Why should anyone use a company like Wistia rather than YouTube to produce as well as distribute their video content?

The problem with YouTube, especially for brands, is that it’s very much incentivised to serve more ads which is increasingly divorced from serving the needs of business. What most brands care about isn’t ad distribution but meaningful engagement.

Is SEO (search engine optimisation) still important for brands and can video really have an impact?

A marketing strategy that doesn’t have SEO at its centre is one that is inevitably going to fail. And where video integrates into your website – which pages it sits on – is very important for SEO. If you have video on a page it’s going to allow you to rank for more highly. Video is also being included more and more in blended search results. It’s become an essential ingredient for search marketing.

Phil Nottingham from Wistia will be talking about Content Promotion at this year’s Brighton SEO conference this Friday April 12th. For more information on Wistia visit www.wistia.com.
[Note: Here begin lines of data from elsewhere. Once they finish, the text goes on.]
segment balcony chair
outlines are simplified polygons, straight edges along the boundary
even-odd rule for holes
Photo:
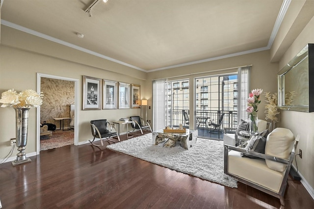
[[[281,204],[284,206],[288,175],[299,136],[295,139],[289,130],[279,128],[269,133],[266,139],[258,136],[251,137],[246,149],[224,145],[224,173],[279,198]]]
[[[188,127],[190,124],[190,121],[188,118],[188,114],[187,114],[187,112],[185,112],[184,110],[183,110],[183,116],[184,118],[184,123],[185,123],[185,124],[186,124]]]
[[[209,123],[209,127],[212,127],[215,128],[215,130],[217,130],[217,128],[221,126],[222,124],[222,120],[224,119],[224,115],[225,113],[222,113],[220,115],[220,117],[219,118],[219,120],[218,120],[217,123],[214,123],[214,120],[212,120],[211,122]]]
[[[103,140],[107,139],[108,141],[116,143],[116,141],[109,139],[109,138],[113,136],[117,136],[118,140],[120,141],[120,136],[117,133],[114,126],[107,121],[106,119],[96,120],[90,121],[90,126],[92,130],[92,135],[94,137],[93,140],[88,140],[93,145],[97,147],[104,146]],[[108,129],[108,128],[109,129]],[[112,132],[112,129],[114,132]],[[100,140],[101,145],[95,144],[94,141],[95,139],[98,138]]]
[[[131,126],[133,128],[132,132],[136,130],[139,130],[141,131],[142,134],[143,134],[143,130],[144,129],[149,129],[151,132],[152,132],[151,126],[150,126],[147,121],[145,121],[143,118],[139,116],[131,116],[130,118],[132,122],[131,123]]]

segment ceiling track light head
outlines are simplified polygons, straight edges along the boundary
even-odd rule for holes
[[[88,8],[87,10],[87,11],[86,11],[86,12],[87,13],[87,14],[88,15],[88,17],[92,17],[93,15],[92,15],[92,13],[90,12],[90,7]]]
[[[96,4],[97,2],[98,2],[99,0],[94,0],[94,1],[93,1],[93,3],[92,3],[89,6],[88,6],[87,8],[85,10],[85,12],[87,13],[87,14],[88,15],[88,17],[92,17],[92,13],[91,13],[91,9],[92,9],[92,7],[94,6],[94,5]],[[103,0],[103,1],[105,3],[108,1],[108,0]]]

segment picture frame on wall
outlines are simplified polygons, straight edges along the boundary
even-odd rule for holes
[[[103,97],[103,109],[116,109],[118,104],[117,91],[118,82],[104,79],[104,97]]]
[[[136,84],[131,85],[131,108],[140,108],[141,86]]]
[[[83,110],[102,109],[103,79],[83,76]]]
[[[130,83],[119,82],[119,109],[129,109],[130,107],[131,85]]]

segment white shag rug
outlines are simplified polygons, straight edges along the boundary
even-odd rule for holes
[[[163,143],[153,145],[152,133],[123,141],[107,148],[232,188],[235,179],[224,173],[222,142],[198,138],[194,146],[185,150],[177,142],[171,148]]]

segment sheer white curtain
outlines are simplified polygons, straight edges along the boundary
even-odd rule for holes
[[[238,101],[238,124],[241,119],[245,120],[248,118],[247,112],[245,111],[247,106],[247,99],[249,97],[250,89],[250,70],[251,66],[245,66],[238,69],[238,88],[239,101]]]
[[[168,98],[166,92],[167,79],[158,79],[153,81],[153,130],[164,128],[168,119],[166,109]]]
You can vote for Wistia in the Webby Awards for best Branded Entertainment Series here: https://vote.webbyawards.com/PublicVoting#/2019/video/branded-entertainment/series

You don’t need to spend a fortune on lighting like this to get great results from your video content


5 Top tips on producing great video content

Wistia’s Phil Nottingham gives some useful advice:

  1. Identify your audience – you need to know who you are speaking to and what they want from your brand.
  2. Be clear on what your brand offering is – what type of service are you offering, what are your USPs (unique selling points) if any.
  3. Be your own customer – put yourself in the shoes of someone who would actually want to buy your product.
  4. Keep it simple – Most big brands are completely over engineering content. Often the simplest, most easy to produce videos are the most effective.
  5. Music makes a big difference – Music can account for more than half the impact your video ad has so it’s important to get it right. Check out sources online for royalty free music.